Background: Impaired epithelial barrier function renders the airway vulnerable to environmental triggers associated with the pathogenesis of bronchial asthma. We investigated the influence of protocadherin-1 (PCDH1), a susceptibility gene for bronchial hyperresponsiveness, on airway epithelial barrier function.
Methods: We applied transepithelial electric resistance and dextran permeability testing to evaluate the barrier function of cultured airway epithelial cells. We studied PCDH1 function by siRNA-mediated knockdown and analyzed nasal or bronchial tissues from 16 patients with chronic rhinosinusitis (CRS) and nine patients with bronchial asthma for PCDH1 expression.

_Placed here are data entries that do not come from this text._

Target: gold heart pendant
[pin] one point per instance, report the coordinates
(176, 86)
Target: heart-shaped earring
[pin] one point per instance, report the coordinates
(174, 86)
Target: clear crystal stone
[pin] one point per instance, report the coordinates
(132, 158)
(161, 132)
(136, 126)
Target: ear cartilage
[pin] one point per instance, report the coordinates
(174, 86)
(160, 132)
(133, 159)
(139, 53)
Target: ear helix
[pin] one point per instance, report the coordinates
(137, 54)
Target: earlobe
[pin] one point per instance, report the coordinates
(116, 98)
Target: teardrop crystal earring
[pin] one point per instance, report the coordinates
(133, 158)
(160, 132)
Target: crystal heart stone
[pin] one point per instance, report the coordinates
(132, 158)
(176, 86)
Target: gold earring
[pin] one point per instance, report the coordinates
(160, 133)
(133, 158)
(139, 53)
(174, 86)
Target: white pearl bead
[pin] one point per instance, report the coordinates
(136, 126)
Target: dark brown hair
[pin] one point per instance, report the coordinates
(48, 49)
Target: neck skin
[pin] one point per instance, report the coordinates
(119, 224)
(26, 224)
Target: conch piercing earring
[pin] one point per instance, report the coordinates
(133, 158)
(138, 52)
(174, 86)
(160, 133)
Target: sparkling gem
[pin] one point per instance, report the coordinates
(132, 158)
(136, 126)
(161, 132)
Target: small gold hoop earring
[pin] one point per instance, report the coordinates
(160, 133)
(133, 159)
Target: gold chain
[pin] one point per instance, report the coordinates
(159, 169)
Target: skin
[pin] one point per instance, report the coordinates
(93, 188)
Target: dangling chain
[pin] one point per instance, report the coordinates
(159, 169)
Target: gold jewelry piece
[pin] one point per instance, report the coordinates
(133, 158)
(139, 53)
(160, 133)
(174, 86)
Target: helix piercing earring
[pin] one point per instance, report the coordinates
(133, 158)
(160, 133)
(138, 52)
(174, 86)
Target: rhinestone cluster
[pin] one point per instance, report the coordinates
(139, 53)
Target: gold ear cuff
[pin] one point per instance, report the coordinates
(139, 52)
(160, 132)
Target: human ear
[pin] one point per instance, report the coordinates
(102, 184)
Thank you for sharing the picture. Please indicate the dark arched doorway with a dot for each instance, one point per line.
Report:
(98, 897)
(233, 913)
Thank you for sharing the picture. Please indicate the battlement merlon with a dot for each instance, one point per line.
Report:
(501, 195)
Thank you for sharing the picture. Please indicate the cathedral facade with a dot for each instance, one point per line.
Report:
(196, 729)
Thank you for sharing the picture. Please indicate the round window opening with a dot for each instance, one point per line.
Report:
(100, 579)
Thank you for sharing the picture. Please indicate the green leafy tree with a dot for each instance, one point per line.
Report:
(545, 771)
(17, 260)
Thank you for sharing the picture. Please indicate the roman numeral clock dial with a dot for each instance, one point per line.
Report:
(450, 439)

Results: PCDH1 was upregulated with the development of epithelial barrier function in cultured airway epithelial cells. Immunocytochemical analysis revealed that PCDH localized to cell-cell contact sites and colocalized with E-cadherin at the apical site of airway epithelial cells. PCDH1 gene knockdown disrupted both tight and adhesion junctions. Immunohistochemical analysis revealed strong PCDH1 expression in nasal and bronchial epithelial cells; however, expression decreased in inflamed tissues sampled from patients with CRS or bronchial asthma. Dexamethasone (Dex) increased the barrier function of airway epithelial cells and increased PCDH1 expression. PCDH1 gene knockdown eradicated the effect of Dex on barrier function.
Conclusion: These results suggest that PCDH1 is important for airway function as a physical barrier, and its dysfunction is involved in the pathogenesis of allergic airway inflammation. We also suggest that glucocorticoids promotes epithelial barrier integrity by inducing PCDH1.